Dr. DSM Comes to Denver

Dr. Michael First is a Professor of Clinical Psychiatry at Columbia University, a Research Psychiatrist at the Biometrics Department at the NY State Psychiatric Institute and maintains a private practice in Manhattan. He is internationally recognized as the expert on psychiatric diagnoses and assessment. He assisted in editing the DSM-V and the DSM-IV-TR.

The DSM-V was published in May 2013 and it took over a decade to revise. As there were many substantive additions, deletions, and changes made to it, doctors and lawyers that work with this publication need guidance regarding how it changed the shape of treatment and diagnosis of mental disorders. Dr. First can roll the changes to the new manual off his tongue as if he was reciting the Miranda Warnings.

In his presentation at the Forum, Dr. First’s clear admonition was that lawyers and clinicians should be careful when using the DSM in forensic settings. The manual was designed to be used in a clinical setting, or rather to enable clinicians to diagnose, communicate about, study and treat mental illnesses. It was not created to determine legal responsibility, competency, or insanity. But when it is used appropriately, it can assist decision makers. And, most importantly, as echoed by Dr. Bursztajn, the diagnosis does not define the person, much more is needed than a diagnosis to understand an individual’s mental health issues and needs.

Dr. First ran through some of the most relevant changes to the DSM for the attendees of the Forum, including new diagnostic definitions which will create more cases of PTSD, Schizophrenia, Delusional Disorder, Major Depressive Disorder, Substance Abuse Disorder and adult ADHD. Also added, was Mild Neurocognitive Disorder – a disorder that could fit the category of individuals that meet a cognitive impairment as Michele LaVigne presented on. And, although the DSM is not a forensic device, we all know that judges like labels so maybe this will convince some that your clients really are incompetent because they finally have a label!

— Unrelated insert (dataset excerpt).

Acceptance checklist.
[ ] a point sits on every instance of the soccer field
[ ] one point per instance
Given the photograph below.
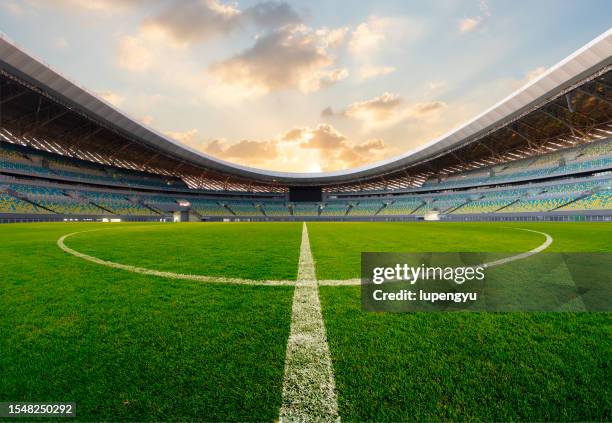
(124, 344)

Dr. First also discussed the new diagnostic definitions which are narrow and will exclude cases that would have been met in the DSM-IV, such as Autism Spectrum Disorder and Paraphilias (this change will ensure that only individuals aroused by paraphilic focus – not just look at something with paraphilic focus can be given this diagnosis). The new disorders he discussed were Social Communication Disorder, Disruptive Mood Dysregulation Disorder, Premenstrual Dysphoric Disorder, Cannabis Withdrawal and Caffeine Withdrawal.

His analysis of the amended definition of Intellectual Disability was interesting. Now for the first time, the IQ score of 70 or below is no longer included in the diagnostic criteria. It seems that finally, the doctors are realizing that how a person functions, how they communicate or how they get along in life maybe more of an indicator of a person’s disability rather than a score on a test. Good news.